A common characteristic of Stickler syndrome is a somewhat flattened facial appearance, resulting from underdeveloped bones in the mid-face, specifically the cheekbones and nasal bridge. Many individuals also exhibit Pierre Robin sequence, a cluster of features that includes a cleft palate (an opening in the roof of the mouth), glossoptosis (a tongue positioned further back than usual), and micrognathia (a small lower jaw). This combination can lead to difficulties with feeding and breathing.
Nearsightedness (high myopia) is prevalent in those with Stickler syndrome, causing difficulty seeing distant objects. Abnormalities in the vitreous, the gel-like substance filling the eyeball, are often observed during eye exams. Other eye problems, such as glaucoma (increased eye pressure), cataracts (clouding of the lens), and retinal detachment (tearing of the eye's lining), are also common and can lead to impaired vision or blindness.
Hearing loss in Stickler syndrome varies in severity and may worsen over time. It can be sensorineural, stemming from inner ear changes, or conductive, resulting from middle ear abnormalities.
Skeletal abnormalities affecting the joints are common in Stickler syndrome. Children and young adults may have unusually flexible (hypermobile) joints, but this flexibility tends to decrease with age. Early-onset arthritis, causing joint pain and stiffness, is frequent. Spinal problems, such as scoliosis or kyphosis (abnormal spinal curvature) and platyspondyly (flattened vertebrae), can also occur, potentially leading to back pain.
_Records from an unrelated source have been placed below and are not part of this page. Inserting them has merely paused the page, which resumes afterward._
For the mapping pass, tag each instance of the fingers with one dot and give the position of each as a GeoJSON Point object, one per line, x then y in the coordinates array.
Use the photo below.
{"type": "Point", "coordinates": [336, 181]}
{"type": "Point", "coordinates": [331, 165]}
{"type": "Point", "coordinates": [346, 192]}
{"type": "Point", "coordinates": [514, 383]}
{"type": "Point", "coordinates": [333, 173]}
Researchers have identified several types of Stickler syndrome, distinguished by their genetic causes and symptom patterns. Eye abnormalities and the severity of hearing loss vary between types. Type I carries the highest risk of retinal detachment. Type II also includes eye abnormalities, whereas type III does not (often referred to as non-ocular Stickler syndrome). Types II and III are more likely to involve significant hearing loss than Type I. Types IV, V, and VI are very rare, each diagnosed in only a handful of individuals.
Marshall syndrome, a condition similar to Stickler syndrome, also features distinctive facial features, eye abnormalities, hearing loss, and early arthritis. Short stature can also be a feature of Marshall syndrome. While some researchers consider Marshall syndrome a variant of Stickler syndrome, others classify it as a distinct disorder.
Stickler syndrome types I, II, and III follow an autosomal dominant inheritance pattern. This means only one copy of the mutated gene in each cell is needed to cause the disorder. In some cases, an affected person inherits the mutated gene from a parent who also has the condition. Other cases result from new mutations, occurring in individuals with no family history of Stickler syndrome. Marshall syndrome also typically exhibits autosomal dominant inheritance. Stickler syndrome types IV, V, and VI follow an autosomal recessive inheritance pattern. This requires two copies of the mutated gene in each cell for the condition to develop. The parents of someone with an autosomal recessive condition each carry one copy of the mutated gene but usually don't show any symptoms of the condition themselves.